Complete step by step answer:
It is given that,
Cube roots of unity
We know that $1,w,{w^2}$ are cube roots of unity
Thus, cube roots of any number ${k^3}$
So, will be $k,{\text{ }}kw,{\text{ }}k{w^2}$
Now, we need to find the value of the above condition
We know that,
$1,w,{w^2}$ are cube roots of unity
Now substituting these values for $p,q,r$ respectively
And using ${w^3} = {\text{ }}1$ and also ${w^4} = {\text{ w}}$ ${w^5} = {w^2}$
First, we apply the cube roots of unity in numerator
$(aq + br + cp)(ar + bp + cq)$
Therefore
Numerator becomes $= {k^2}(aw + b{w^{(2)}} + c)(a{w^2} + b + cw)$
${K^2}$ is the constant value of cube roots
$= {k^2}(aw + b{w^{(2)}} + c)(a{w^2} + b + cw)$
We see that equation like $\left( {a + b + c} \right)\left( {a + b + c} \right)$ this format
So, we apply the formula for the above equation
We know that the general formula
${\left( {a + b + c} \right)^2} = \left( {a + {\text{ }}b + c} \right)\left( {a + b + c} \right)$
So, we on simplifying,
${\left( {a + b + c} \right)^2} = \left( {{a^2} + {b^2} + {c^2} + 2ab + 2bc + 2ca} \right)$
Now we apply for the general formula in the above equation
We know that,
${\left( {a + b + c} \right)^2} = \left( {{a^2} + {b^2} + {c^2} + 2ab + 2bc + 2ca} \right)$
Now substituting for,
$= {k^2}\left( {{a^2} + abw + ac{w^2} + abw + {b^2}{w^2} + bc{\text{ }}ac{w^2} + bc + {c^2}w} \right)$
Then we apply the cube roots of unity in the denominator
${(ap + bq + cr)^2}$
Therefore, the denominator becomes $= {k^2}(aw + b{w^{(2)}} + c)(a{w^2} + b + cw)$
${K^2}$ is the constant value of cube roots
We see that equation like $\left( {a + b + c} \right)\left( {a + b + c} \right)$ this format
So, we apply the formula for the above equation
We know that the general formula
${\left( {a + b + c} \right)^2} = \left( {a + b + c} \right)\left( {a + b + c} \right)$
So, we on simplifying,
${\left( {a + b + c} \right)^2} = \left( {{a^2} + {b^2} + {c^2} + 2ab + 2bc + 2ca} \right)$
Now we apply for the general formula in the above equation
We know that,
${\left( {a + b + c} \right)^2} = \left( {{a^2} + {b^2} + {c^2} + 2ab + 2bc + 2ca} \right)$
And $p = 1,q = w,r = {w^2}$
Now substituting for,
$= \left( {{k^2}\left( {{a^2} + {\text{ }}abw{\text{ }} + {\text{ }}ac{w^2} + {\text{ }}abw{\text{ }} + {\text{ }}{b^2}{w^2} + {\text{ }}bc{\text{ }}ac{w^2} + {\text{ }}bc{\text{ }} + {\text{ }}{c^2}w} \right)} \right)$
Then, substituting the numerator and denominator
Therefore,
$= \dfrac{{(aq + br + cp)(ar + bp + cq)}}{{{{(ap + bq + cr)}^2}}}$
$= \dfrac{{{k^2}({a^2} + abw + ac{w^2} + abw + {b^2}{w^2} + bcac{w^2} + bc + {c^2}w)}}{{{k^2}({a^2} + abw + ac{w^2} + abw + {b^2}{w^2} + bcac{w^2} + bc + {c^2}w)}}$
$= 1$
Thus observing, the numerator and denominator are the same.
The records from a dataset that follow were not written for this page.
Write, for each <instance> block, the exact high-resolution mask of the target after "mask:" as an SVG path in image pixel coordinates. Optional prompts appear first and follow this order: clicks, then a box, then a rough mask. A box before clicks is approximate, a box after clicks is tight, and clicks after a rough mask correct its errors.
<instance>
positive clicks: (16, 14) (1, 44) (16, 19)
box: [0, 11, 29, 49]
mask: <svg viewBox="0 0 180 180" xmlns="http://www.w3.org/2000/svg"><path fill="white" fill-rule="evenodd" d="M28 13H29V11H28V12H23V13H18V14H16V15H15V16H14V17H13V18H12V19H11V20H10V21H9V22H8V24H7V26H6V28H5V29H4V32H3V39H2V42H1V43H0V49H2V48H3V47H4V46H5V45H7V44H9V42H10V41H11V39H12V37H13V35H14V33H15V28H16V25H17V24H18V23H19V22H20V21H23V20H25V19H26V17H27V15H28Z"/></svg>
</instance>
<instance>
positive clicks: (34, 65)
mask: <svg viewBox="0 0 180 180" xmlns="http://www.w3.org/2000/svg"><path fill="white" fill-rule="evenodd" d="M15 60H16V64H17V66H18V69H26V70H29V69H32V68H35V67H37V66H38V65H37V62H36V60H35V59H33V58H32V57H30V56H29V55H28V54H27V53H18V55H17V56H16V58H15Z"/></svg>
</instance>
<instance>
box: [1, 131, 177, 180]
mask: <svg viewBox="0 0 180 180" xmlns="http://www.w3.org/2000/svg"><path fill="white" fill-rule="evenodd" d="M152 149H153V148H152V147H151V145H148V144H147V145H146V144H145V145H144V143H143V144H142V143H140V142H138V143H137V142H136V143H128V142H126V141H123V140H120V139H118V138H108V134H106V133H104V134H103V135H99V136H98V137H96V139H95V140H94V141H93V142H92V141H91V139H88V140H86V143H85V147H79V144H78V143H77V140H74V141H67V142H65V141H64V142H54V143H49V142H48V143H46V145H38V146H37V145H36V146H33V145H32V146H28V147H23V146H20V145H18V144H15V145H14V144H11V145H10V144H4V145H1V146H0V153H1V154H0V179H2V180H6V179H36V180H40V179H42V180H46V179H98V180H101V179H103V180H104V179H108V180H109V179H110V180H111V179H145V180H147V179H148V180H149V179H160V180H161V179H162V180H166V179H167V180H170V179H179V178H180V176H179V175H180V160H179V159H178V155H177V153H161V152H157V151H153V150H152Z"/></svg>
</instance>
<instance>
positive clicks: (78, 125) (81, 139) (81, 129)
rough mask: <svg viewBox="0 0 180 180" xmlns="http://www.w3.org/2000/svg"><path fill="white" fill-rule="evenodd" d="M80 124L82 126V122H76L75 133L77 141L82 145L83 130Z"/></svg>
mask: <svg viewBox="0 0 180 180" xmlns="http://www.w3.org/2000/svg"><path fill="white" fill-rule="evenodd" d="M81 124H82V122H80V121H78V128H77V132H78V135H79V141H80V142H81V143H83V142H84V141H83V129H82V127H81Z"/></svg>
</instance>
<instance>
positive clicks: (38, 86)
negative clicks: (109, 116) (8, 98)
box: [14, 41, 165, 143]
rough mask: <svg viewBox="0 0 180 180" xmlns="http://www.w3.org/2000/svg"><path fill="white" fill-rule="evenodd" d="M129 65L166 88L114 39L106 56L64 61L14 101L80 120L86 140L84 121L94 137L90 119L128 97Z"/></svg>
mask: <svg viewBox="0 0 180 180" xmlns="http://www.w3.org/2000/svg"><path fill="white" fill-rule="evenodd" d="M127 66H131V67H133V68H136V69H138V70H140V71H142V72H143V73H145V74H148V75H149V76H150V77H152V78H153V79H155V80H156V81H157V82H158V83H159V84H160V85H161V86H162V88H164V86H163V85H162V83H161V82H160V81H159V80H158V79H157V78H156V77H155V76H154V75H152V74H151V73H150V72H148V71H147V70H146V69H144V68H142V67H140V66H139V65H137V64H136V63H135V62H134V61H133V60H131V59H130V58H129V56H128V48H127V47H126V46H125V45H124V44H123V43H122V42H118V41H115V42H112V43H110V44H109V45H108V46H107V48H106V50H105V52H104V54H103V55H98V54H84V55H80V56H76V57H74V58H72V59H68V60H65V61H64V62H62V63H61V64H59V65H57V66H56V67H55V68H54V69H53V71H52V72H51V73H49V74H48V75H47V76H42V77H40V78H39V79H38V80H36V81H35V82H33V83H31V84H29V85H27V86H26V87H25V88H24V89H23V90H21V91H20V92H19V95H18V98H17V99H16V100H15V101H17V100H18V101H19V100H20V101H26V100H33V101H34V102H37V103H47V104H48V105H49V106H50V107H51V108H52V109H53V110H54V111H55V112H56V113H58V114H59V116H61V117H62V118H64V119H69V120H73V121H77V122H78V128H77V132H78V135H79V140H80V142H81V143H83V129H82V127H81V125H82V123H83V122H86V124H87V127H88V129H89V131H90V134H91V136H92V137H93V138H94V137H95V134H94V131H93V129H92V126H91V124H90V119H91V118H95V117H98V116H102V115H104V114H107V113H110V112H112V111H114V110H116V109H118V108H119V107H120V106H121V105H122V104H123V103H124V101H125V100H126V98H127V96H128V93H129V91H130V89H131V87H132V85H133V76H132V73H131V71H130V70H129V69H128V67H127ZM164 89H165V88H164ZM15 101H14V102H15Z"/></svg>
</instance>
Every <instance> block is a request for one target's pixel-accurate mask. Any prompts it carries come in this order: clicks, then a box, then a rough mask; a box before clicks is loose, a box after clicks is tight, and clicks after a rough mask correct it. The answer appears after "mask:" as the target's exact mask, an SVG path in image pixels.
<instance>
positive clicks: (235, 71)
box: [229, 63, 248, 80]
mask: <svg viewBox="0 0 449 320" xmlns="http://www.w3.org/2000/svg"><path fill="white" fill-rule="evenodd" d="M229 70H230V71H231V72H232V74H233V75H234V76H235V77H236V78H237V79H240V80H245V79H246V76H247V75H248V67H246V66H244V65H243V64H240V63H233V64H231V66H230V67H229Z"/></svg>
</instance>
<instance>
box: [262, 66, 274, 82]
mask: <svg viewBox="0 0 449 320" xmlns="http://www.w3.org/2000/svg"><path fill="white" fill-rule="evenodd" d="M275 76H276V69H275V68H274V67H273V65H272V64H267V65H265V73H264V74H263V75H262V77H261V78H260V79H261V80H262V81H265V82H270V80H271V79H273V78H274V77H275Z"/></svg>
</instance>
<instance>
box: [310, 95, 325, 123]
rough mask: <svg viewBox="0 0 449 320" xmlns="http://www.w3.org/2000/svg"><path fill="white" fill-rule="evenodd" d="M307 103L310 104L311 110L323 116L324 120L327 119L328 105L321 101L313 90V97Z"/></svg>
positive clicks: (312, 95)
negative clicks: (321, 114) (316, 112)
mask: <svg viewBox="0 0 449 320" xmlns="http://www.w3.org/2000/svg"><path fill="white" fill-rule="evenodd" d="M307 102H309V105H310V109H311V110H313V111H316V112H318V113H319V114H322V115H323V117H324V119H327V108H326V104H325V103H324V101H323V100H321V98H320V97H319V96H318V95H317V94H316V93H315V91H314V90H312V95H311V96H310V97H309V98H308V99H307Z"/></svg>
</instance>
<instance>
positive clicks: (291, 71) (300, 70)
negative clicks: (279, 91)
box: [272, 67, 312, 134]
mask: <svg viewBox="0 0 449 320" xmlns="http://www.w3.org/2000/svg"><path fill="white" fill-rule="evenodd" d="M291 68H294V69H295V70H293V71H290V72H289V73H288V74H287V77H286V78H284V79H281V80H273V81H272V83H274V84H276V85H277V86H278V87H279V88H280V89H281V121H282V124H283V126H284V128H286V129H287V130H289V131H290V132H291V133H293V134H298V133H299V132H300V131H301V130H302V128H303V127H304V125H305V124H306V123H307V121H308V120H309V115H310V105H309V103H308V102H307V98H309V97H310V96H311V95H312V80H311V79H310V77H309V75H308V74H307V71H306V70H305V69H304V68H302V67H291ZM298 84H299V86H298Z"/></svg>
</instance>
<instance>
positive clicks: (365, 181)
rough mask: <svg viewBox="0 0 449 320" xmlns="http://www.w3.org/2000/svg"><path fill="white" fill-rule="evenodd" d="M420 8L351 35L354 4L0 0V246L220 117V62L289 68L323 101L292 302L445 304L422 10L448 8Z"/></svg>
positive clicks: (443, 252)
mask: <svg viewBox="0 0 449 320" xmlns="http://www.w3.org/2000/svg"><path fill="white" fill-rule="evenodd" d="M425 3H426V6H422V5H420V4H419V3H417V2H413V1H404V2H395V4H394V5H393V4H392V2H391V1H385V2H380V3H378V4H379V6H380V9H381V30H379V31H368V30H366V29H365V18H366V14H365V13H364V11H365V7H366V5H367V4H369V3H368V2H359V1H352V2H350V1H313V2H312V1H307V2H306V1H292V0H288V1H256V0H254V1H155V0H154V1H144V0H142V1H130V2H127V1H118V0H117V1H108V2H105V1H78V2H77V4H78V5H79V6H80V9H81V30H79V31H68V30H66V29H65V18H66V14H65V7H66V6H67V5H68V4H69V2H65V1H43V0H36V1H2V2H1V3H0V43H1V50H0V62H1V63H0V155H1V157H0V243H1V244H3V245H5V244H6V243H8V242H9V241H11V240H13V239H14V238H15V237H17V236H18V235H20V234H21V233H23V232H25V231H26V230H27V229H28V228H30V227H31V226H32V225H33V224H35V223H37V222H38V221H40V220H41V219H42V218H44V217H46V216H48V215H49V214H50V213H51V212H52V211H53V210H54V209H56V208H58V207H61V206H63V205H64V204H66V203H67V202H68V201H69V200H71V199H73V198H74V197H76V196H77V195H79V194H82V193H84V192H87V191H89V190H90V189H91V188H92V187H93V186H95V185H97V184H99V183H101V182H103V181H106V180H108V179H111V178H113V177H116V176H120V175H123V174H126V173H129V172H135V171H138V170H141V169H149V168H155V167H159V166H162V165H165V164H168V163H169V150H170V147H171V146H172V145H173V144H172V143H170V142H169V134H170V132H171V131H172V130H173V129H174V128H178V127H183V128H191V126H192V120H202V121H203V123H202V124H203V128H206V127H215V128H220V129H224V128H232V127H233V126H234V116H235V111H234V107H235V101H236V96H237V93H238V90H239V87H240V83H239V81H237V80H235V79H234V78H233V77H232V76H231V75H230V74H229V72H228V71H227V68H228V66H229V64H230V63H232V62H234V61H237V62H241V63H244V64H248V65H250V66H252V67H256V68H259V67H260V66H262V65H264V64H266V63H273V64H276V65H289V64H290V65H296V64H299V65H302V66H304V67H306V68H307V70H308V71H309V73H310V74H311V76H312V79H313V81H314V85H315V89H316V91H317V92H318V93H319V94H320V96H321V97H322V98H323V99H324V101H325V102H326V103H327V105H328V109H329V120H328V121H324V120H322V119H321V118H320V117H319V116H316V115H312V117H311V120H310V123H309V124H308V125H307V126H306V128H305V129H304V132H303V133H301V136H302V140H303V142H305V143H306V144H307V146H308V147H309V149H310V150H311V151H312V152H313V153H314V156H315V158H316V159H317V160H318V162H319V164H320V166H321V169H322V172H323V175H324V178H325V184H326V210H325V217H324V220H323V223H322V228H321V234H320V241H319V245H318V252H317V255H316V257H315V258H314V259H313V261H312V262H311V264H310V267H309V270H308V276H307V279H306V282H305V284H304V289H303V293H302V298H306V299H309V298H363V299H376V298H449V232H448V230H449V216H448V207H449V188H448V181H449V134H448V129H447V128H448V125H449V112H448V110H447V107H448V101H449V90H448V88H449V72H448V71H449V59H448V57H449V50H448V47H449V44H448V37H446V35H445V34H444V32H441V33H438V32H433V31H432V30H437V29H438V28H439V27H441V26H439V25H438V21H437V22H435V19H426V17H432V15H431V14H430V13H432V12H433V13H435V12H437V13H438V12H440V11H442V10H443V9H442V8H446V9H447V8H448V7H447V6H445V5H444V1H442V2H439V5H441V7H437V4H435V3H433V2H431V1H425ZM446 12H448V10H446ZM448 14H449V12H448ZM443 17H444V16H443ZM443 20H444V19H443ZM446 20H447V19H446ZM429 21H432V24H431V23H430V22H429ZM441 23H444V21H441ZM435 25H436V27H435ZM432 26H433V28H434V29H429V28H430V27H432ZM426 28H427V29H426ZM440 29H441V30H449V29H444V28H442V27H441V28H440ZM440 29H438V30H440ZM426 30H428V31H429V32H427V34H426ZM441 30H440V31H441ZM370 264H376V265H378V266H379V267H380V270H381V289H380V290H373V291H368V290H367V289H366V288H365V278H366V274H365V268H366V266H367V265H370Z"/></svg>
Hence, the correct option is (A).

Note:
The sum of the cube of unity result is the cube root of unity is referred to as the cube root of one. It is defined as the number that can be raised to the power of $3$ and the result is one. The sum of the three cube roots of unity results is zero. Then the product of the two imaginary cube roots is one or, the product of three cube roots of unity is one.